Expanding on earlier comments to iNews Cayman, Minister Scotland this week disputed that garbage trucks would make as many as the feared 400 trips per day to the new waste-management facility, and that they would be routed along Condor Road and Anton Bodden Drive, avoiding Bodden Town’s main road.
Condor Road leaves Shamrock Road at Bodden Town Primary School, intersecting Anton Bodden Drive several hundred yards to the north. The drive makes a long loop, running parallel to the main Bodden Town Road, returning to Shamrock Road at the Bodden Town Police Station.
“I would hazard a guess,“ Mr Anderson said, “that 20 families live along” the two-lane blacktop drive. “It’s the fastest growing area in Bodden Town,” itself the fastest-growing district in Grand Cayman.
“That’s at least 100 people,” he said, and the sole link to such inland residential communities as Belford Estates, Ena Close, Griffiin Manor, Franklin Court, Lustrous Court, Hawksbill Close and developments dotted along Lookout Close and Verniece Bodden Drive.
“The question of the moment, of course, is why Mr Scotland suggested Anton Bodden Drive,” Mr Anderson said, ”and it is probably to put a good face on the bad publicity they have been getting.”

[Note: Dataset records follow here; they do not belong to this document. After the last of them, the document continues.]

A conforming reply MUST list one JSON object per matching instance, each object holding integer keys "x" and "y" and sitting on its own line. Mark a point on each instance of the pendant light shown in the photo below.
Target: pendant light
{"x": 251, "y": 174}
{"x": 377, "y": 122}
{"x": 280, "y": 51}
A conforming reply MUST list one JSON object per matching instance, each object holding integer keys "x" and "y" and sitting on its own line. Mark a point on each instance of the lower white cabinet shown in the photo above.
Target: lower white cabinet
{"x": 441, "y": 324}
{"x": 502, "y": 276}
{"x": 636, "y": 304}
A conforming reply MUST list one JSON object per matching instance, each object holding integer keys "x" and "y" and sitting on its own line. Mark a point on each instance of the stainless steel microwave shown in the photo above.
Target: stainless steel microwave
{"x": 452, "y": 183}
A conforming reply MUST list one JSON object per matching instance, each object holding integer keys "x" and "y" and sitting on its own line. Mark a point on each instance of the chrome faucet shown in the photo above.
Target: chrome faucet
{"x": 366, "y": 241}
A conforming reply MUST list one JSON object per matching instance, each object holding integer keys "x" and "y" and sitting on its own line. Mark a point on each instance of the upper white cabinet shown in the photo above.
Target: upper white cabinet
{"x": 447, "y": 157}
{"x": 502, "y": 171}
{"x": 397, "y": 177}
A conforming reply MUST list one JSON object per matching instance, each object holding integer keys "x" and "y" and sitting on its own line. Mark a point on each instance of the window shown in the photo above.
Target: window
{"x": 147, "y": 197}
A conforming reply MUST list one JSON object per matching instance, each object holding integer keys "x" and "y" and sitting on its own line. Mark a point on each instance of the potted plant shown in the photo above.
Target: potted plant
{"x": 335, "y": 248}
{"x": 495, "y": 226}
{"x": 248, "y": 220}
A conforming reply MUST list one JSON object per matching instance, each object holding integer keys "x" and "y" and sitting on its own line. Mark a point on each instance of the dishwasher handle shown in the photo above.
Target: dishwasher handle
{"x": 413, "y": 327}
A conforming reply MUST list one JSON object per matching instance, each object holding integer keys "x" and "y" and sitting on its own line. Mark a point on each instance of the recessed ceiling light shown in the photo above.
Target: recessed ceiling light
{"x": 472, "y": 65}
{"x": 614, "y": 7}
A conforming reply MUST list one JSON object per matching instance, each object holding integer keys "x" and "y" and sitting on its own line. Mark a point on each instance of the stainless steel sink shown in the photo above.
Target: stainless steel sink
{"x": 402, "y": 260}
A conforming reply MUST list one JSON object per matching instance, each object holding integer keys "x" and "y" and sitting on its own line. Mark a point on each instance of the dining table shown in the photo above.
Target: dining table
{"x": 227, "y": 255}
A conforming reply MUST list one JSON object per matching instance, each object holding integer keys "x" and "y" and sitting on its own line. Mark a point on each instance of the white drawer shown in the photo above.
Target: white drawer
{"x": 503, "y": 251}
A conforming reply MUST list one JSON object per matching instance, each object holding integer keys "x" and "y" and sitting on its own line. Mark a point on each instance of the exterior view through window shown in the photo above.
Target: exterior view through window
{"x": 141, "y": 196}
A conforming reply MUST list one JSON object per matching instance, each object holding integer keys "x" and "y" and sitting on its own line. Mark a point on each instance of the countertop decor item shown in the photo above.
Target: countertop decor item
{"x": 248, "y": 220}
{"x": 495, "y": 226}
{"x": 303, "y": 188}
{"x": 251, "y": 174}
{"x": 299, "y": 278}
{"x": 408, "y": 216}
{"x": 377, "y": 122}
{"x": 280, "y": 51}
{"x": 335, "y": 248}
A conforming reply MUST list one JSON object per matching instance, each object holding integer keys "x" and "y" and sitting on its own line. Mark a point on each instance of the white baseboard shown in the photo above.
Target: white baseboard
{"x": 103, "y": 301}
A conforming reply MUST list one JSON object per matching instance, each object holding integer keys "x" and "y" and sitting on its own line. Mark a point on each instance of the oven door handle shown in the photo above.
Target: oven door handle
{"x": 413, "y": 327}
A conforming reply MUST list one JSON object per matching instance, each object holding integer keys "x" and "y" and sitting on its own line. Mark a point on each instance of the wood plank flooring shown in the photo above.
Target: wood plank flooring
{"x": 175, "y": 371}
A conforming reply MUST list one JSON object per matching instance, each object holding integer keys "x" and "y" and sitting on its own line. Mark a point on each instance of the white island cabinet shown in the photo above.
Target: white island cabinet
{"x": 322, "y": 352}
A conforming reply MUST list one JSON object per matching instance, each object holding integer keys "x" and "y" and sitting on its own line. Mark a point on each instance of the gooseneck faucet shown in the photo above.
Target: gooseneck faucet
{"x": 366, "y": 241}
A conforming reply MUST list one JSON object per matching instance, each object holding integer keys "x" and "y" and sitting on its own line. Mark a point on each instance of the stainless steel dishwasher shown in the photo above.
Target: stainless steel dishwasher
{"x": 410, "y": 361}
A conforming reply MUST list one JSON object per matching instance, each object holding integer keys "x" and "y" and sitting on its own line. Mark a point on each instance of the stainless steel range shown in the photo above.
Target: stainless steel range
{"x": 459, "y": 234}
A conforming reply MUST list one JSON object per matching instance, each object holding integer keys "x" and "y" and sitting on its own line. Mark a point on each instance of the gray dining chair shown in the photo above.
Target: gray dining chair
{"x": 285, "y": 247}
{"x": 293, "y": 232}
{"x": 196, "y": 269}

Another spokesman, while conceding that the alternate route “is certainly wider and less populated than the main road, ” said “the heavy traffic, according to Dart and Mr Scotland, will be diverted along a road with a public school at its beginning. Are they not concerned with the safety of the young children?

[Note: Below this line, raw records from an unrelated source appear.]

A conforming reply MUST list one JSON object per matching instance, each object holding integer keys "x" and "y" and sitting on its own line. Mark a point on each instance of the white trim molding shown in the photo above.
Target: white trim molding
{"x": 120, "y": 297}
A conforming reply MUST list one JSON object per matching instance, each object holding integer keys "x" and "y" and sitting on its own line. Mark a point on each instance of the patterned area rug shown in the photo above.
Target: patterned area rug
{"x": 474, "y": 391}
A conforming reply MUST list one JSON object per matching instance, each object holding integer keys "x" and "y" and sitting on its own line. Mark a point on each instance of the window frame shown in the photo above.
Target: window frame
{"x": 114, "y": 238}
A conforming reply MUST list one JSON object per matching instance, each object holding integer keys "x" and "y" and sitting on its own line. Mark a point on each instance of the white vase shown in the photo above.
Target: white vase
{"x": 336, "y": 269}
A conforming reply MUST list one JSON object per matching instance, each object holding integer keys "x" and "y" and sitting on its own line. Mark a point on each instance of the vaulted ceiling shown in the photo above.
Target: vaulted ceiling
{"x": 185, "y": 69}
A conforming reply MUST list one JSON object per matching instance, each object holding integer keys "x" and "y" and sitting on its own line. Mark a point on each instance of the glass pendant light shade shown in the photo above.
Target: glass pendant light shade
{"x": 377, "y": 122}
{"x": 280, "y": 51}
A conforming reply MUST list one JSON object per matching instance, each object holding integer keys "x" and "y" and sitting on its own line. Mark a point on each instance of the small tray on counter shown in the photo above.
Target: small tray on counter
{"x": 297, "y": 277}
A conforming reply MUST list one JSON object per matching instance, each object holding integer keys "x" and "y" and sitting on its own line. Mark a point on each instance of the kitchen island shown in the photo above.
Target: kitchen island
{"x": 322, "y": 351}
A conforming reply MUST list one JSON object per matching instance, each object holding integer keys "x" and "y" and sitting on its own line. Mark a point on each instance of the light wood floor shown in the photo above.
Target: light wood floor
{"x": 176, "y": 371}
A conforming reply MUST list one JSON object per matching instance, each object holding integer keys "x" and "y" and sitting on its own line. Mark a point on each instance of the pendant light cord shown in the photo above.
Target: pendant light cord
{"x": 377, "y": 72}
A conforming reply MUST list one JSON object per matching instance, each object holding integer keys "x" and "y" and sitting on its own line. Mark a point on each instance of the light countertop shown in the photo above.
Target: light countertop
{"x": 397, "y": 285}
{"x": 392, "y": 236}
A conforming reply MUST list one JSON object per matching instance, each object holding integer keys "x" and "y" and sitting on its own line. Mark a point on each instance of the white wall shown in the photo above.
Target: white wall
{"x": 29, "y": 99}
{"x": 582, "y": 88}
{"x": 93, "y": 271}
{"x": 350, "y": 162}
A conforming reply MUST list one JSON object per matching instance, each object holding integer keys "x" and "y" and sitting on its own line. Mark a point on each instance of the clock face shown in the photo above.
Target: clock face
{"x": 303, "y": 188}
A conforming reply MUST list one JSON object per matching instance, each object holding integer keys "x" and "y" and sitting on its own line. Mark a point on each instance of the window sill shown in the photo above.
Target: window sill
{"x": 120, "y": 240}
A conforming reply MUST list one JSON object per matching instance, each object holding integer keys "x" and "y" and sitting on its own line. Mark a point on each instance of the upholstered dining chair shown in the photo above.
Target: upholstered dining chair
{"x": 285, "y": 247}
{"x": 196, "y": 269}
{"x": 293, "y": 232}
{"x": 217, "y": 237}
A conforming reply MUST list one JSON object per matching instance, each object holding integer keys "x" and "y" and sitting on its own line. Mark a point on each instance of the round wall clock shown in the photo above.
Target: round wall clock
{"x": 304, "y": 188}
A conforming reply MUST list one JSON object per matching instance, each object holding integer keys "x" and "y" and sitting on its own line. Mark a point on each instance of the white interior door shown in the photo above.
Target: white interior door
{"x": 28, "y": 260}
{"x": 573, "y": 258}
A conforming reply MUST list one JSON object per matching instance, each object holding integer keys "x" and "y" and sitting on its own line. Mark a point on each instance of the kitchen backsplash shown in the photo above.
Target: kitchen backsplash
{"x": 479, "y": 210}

“The coalition wonders if government has now given the road to Dart, as well? Does Dart now have a free rein to do as it likes with our public roads?” Alain Beiner asked, alluding to the Dart realty-mandated closure of 2,500 feet of West Bay Road for company redevelopment of the old Marriott Courtyard Hotel.
The hotel is one phase of a series of infrastructure investments by the Dart Realty-Government ForCayman Alliance, which has also proposed to close and “remediate” the George Town Landfill, moving it to a purpose-built “Eco Park” on 110 acres near Bodden Town’s Midland Acres.

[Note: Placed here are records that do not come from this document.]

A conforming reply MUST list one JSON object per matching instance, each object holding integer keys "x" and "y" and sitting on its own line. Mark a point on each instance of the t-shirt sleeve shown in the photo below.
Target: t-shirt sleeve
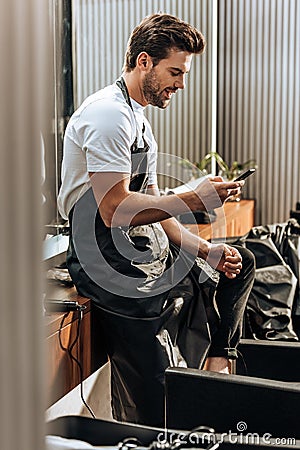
{"x": 104, "y": 131}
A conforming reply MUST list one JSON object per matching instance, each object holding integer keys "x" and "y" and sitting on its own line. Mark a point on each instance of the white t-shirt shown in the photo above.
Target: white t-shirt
{"x": 98, "y": 138}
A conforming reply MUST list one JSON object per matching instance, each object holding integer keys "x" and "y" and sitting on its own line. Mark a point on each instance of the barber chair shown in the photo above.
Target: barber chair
{"x": 262, "y": 397}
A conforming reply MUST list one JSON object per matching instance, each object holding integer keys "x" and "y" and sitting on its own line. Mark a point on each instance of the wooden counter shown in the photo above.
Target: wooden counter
{"x": 234, "y": 219}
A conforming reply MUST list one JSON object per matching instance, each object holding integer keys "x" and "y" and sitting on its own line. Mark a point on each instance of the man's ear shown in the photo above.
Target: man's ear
{"x": 144, "y": 61}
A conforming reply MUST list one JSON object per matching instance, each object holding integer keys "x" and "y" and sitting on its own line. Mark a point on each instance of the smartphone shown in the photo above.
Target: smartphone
{"x": 245, "y": 175}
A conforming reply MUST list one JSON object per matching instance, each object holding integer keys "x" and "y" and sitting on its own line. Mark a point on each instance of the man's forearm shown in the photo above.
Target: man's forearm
{"x": 182, "y": 237}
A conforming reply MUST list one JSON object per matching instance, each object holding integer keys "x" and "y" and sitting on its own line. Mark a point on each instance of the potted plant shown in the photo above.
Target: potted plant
{"x": 226, "y": 171}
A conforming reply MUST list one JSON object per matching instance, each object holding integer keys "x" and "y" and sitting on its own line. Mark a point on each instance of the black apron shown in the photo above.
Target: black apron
{"x": 154, "y": 312}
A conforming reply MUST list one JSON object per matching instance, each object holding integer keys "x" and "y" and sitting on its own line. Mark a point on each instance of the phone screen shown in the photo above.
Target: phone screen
{"x": 245, "y": 175}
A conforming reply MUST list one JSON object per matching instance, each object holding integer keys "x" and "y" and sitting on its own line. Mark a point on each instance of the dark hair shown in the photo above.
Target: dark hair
{"x": 157, "y": 35}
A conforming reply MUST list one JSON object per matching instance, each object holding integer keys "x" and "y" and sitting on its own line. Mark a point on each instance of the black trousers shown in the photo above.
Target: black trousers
{"x": 141, "y": 348}
{"x": 231, "y": 299}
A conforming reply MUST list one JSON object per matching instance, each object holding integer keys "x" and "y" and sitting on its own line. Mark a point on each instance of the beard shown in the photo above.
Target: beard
{"x": 152, "y": 91}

The 75-member Coalition to Keep Bodden Town Dump Free an association of district residents and business owners, formed in late October, responding to the plans.
“In addition to the questions we’ve addressed to Mr. Scotland,” Mr Beiner said, “we’d also like to know if the residents along/near Anton Bodden Drive have been consulted? Will the present speed bumps be removed? Will all traffic except for local traffic (i.e. with a destination in the village of Bodden Town) be diverted along Anton Bodden Drive, and exactly how will drivers be ‘encouraged’ to use this route?”
He also asked if public consultation would address changing Midland Acres agricultural-residential zoning to accommodate the “Eco Park” and if government or Dart would conduct an environmental Impact assessment on the area.
“Who decided on Bodden Town for the site of a relocated dump?” Mr Beiner asked.
“The statements by Dart and by Mr. Scotland in no way allay the concerns and fears of Bodden Town residents,” he said.